Belo Horizonte, 16 horas – Quatro homens vestindo fardas da Polícia Militar – um até fantasiado de tenente – esperam o carro pagador da mina de Morro Velho na estrada Raposos-Nova Lima. Um mineiro, suspeitoso com as perguntas que lhe foram feitas pelos “soldados”, alerta o pessoal, do carro pagador. E o carro, com os 160.000 cruzeiros novos, não sai nesse dia. A polícia procura até hoje os assaltantes fardados.
São Paulo, 17 horas. Em Jundiaí, Nelson Batista da Luz enfrenta a polícia com uma verdadeira fuzilaria, rompe o cerco e foge deixando sua carga preciosa: 194.000 cruzeiros novos de maconha.
Quinta-feira, 17 de abril.

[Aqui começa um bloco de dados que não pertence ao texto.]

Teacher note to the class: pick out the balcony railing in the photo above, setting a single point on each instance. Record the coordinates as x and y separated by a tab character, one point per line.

Porto Alegre. 15 horas e 30 minutos – Cinco homens, conduzidos por um muito parecido com Jack Palance, dominam quinze funcionários e dezoito clientes numa agência do Banco do Estado do Rio Grande do Sul, prendem todo mundo nos banheiros do subsolo, descem ao porão, entram no cofre e levam 84.000 cruzeiros novos. É o maior assalto da história do Rio Grande. “Jack Palance” e seus companheiros, todos com armas automáticas, gastaram no assalto cinco minutos.
Sexta-feira, 18 de abril. Rio de Janeiro – Um policial diz, brincando: “Bom mesmo é sábado e domingo”.
Sábado e domingo passam a ser o intervalo entre a violenta semana que termina e a que começa e promete. Isto já vale, desde o ano passado, para o Rio e São Paulo. E começa a valer também para Minas, Rio Grande do Sul, Estado do Rio, Paraná e Goiás. Este é o mapa da violência, dos assaltos a banco, da mão armada, da audácia e do crime organizado. De um crime que ganha em eficiência, técnica e brutalidade, faz adeptos entre meninos e engorda com entorpecentes. Há um novo crime na praça: mais ambicioso e mais duro. E um novo criminoso, que trocou a cachaça pela maconha, a faca pelo revólver e o pé-de-cabra pela sutileza: abre portas retirando o cilindro das fechaduras; antes arrancava as portas. E para enfrentar essa situação? Praticamente. a mesma polícia de sempre.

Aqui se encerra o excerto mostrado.